Fichte lo diceva nel 1806. Nel 2016 sembra che la sua formula sia più vera che mai e che, anzi, in senso pieno lo sia solo oggi. In questo registro pare potersi iscrivere a pieno titolo la vicenda o, meglio, lo scandalo dei cosiddetti “Panama Papers”: miliardi nei paradisi fiscali, con nomi di potenti e “vip” di tutto il mondo. È quanto emerso dall’inchiesta di un consorzio di 307 giornalisti di 76 Paesi. Si tratta, in particolare, di una immensa massa di denaro dirottata da studi legali internazionali e banche verso paradisi fiscali delocalizzati.
Leader politici, criminali, funzionari d’intelligence e vip dello sport e dello spettacolo ne sono i tristi protagonisti. Al di là dei dati, che pure meritano di essere letti, a stupire è il differenziale di ricchezza sempre più oscenamente marcato che caratterizza quel mondo post-1989, che continua stolidamente a ritenersi “libero”.
L’epoca che si è aperta col 1989 si configura come l’epoca della compiuta disuguaglianza o, con Fichte, della compiuta peccaminosità: una massa sempre più estesa, che non ha di che vivere; e un’èlite sempre più ristretta, che nasconde i suoi patrimoni nei “paradisi fiscali”, ennesima formula che rivela il carattere teologico dell’odierna economia ridisposta nella forma del monoteismo del mercato.“Forbes”, la bibbia illustrata del turbo-capitalismo mondializzato, ci ha ricordato ancora recentemente che l’era pudicamente detta del “declino economico” ha fatto ulteriormente aumentare la concentrazione dei grandi patrimoni: ha reso i ricchi sempre più ricchi e i poveri sempre più poveri. I “Panama Papers” ce ne restituiscono un triste quadro.

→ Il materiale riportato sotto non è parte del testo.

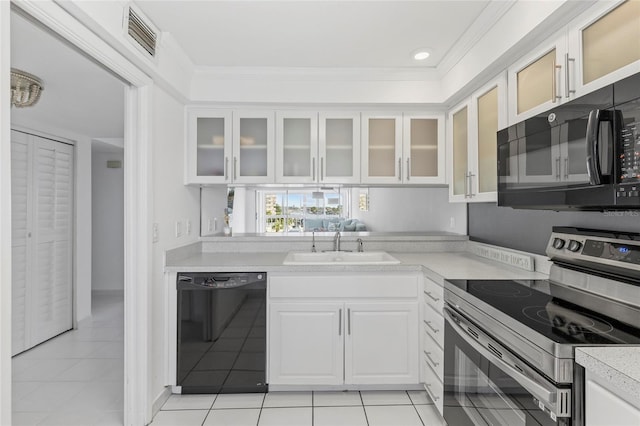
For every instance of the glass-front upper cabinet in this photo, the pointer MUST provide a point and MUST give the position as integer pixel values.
(339, 147)
(473, 128)
(296, 147)
(253, 147)
(423, 149)
(209, 147)
(382, 148)
(604, 44)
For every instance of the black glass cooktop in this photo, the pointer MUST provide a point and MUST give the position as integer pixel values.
(532, 303)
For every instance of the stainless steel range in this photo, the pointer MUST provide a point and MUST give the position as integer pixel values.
(509, 344)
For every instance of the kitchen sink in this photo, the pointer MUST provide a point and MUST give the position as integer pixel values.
(339, 258)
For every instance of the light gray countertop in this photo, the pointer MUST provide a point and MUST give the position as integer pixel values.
(437, 265)
(618, 364)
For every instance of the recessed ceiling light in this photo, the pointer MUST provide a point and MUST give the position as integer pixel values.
(421, 54)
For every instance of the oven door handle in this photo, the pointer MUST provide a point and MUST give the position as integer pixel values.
(548, 397)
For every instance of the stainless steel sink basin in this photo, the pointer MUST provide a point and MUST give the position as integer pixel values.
(340, 258)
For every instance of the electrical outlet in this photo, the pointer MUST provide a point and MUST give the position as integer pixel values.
(155, 233)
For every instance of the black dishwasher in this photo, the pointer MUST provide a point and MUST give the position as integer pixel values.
(221, 332)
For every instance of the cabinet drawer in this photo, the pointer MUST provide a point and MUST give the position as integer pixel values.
(433, 386)
(433, 325)
(433, 295)
(433, 355)
(394, 286)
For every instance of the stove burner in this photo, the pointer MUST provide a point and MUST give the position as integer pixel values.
(568, 321)
(499, 289)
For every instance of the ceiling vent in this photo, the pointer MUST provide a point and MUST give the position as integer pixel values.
(142, 32)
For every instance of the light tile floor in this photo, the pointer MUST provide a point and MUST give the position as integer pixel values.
(77, 377)
(365, 408)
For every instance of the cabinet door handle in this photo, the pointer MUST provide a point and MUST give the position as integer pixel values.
(554, 82)
(428, 354)
(313, 165)
(428, 293)
(235, 168)
(435, 330)
(567, 79)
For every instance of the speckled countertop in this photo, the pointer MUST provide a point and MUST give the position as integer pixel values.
(618, 364)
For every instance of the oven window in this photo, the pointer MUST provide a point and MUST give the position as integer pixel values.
(479, 393)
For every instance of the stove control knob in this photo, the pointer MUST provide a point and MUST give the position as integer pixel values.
(558, 243)
(574, 245)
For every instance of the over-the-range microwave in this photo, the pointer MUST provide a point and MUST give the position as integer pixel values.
(582, 155)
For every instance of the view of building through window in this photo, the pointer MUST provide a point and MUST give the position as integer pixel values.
(287, 211)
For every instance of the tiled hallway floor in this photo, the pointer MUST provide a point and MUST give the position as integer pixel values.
(77, 377)
(365, 408)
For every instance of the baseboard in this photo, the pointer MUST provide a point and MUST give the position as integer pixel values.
(160, 400)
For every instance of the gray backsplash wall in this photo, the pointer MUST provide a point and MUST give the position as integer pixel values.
(529, 230)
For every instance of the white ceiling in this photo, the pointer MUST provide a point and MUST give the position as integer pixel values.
(308, 33)
(78, 96)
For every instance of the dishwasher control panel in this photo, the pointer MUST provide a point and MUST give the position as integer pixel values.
(220, 279)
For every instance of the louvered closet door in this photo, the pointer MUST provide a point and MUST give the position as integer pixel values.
(51, 293)
(42, 208)
(20, 220)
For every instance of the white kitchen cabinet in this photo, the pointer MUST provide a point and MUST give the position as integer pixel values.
(229, 147)
(599, 47)
(605, 405)
(403, 149)
(306, 343)
(472, 147)
(353, 329)
(339, 147)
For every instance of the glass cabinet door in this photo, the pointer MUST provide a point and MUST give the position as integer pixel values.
(382, 156)
(297, 147)
(423, 150)
(339, 147)
(253, 143)
(460, 137)
(611, 42)
(209, 146)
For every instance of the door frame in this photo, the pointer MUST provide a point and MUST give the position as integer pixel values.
(137, 202)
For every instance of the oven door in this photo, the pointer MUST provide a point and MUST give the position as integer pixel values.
(485, 384)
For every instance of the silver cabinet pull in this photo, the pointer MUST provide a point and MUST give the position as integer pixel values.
(435, 330)
(235, 168)
(428, 354)
(554, 82)
(428, 293)
(567, 79)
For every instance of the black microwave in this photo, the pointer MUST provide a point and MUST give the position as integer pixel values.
(582, 155)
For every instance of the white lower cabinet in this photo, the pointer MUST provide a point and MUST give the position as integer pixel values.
(371, 339)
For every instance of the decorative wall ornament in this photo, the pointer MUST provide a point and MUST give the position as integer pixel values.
(25, 88)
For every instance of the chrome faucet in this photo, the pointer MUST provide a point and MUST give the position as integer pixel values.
(313, 241)
(336, 241)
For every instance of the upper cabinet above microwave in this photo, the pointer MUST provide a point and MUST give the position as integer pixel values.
(600, 47)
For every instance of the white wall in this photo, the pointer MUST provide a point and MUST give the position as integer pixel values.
(107, 225)
(411, 209)
(172, 202)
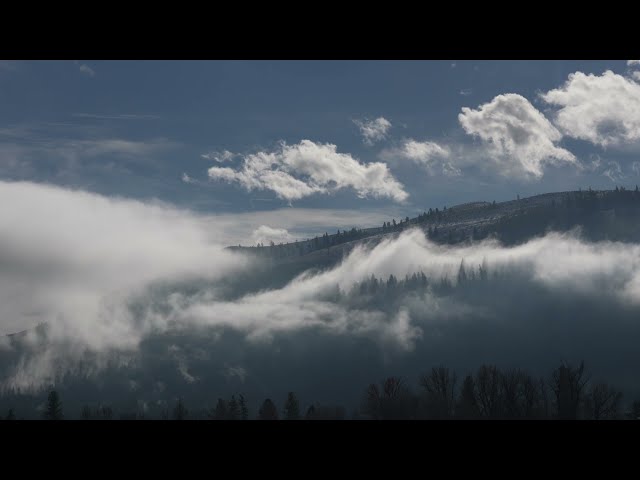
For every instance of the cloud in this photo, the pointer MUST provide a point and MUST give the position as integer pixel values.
(122, 116)
(265, 235)
(614, 172)
(115, 272)
(28, 150)
(8, 65)
(604, 110)
(297, 171)
(220, 157)
(87, 70)
(373, 131)
(519, 139)
(72, 259)
(428, 155)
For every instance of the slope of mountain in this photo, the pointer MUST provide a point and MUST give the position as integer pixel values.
(602, 215)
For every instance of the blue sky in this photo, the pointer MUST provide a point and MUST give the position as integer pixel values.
(294, 132)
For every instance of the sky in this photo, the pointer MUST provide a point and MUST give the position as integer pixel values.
(360, 140)
(122, 182)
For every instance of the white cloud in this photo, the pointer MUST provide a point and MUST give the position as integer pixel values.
(301, 170)
(121, 116)
(265, 235)
(373, 131)
(613, 172)
(87, 70)
(428, 155)
(220, 157)
(519, 139)
(604, 110)
(102, 256)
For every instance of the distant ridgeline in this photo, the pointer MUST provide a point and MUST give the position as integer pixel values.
(603, 215)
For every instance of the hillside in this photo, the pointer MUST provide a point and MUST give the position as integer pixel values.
(608, 214)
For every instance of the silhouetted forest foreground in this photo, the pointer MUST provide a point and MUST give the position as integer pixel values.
(512, 287)
(568, 394)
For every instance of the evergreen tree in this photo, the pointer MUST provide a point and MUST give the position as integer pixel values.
(221, 412)
(311, 413)
(86, 413)
(244, 411)
(180, 412)
(234, 410)
(268, 411)
(292, 407)
(462, 273)
(53, 410)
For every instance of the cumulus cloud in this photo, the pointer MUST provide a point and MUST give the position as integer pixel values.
(373, 131)
(265, 234)
(307, 168)
(113, 272)
(429, 155)
(613, 171)
(220, 157)
(72, 259)
(602, 109)
(519, 139)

I numeri di “Forbes” parlano chiaro: se nel 2009 i super-miliardari del pianeta erano 793, oggi se ne contano 1645. Tra questi, negli ultimi due anni, i più scaltri sono riusciti ad aumentare le proprie ricchezze di oltre mezzo milione di dollari al minuto! Senza costruire nulla, senza dare lavoro a nessuno. Agendo solo sulle due leve della globalizzazione: finanza e delocalizzazione.

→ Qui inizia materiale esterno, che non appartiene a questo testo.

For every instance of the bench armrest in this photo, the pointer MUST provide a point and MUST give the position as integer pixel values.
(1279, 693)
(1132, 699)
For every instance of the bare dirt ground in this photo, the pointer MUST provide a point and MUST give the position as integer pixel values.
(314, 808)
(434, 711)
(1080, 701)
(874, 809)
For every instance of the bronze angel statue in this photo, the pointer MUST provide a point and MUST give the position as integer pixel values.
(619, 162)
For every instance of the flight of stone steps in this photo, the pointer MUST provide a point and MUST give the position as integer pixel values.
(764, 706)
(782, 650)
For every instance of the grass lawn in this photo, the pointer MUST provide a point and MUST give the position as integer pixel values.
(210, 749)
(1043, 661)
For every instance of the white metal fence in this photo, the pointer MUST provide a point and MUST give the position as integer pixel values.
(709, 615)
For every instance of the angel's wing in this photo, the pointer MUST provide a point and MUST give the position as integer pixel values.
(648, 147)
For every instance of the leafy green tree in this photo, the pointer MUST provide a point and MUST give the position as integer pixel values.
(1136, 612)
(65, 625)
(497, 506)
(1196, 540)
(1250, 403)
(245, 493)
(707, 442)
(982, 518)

E mentre questa follia regna sotto il cielo sorge, ancora una volta, spontanea la domanda: fino a quando la massa sfruttata, privata di tutto e ridotta a una condizione neoschiavile, sarà disposta ad accettare in silenzio? Fino a quando la compiuta peccaminosità potrà dispiegarsi senza trovare una degna risposta?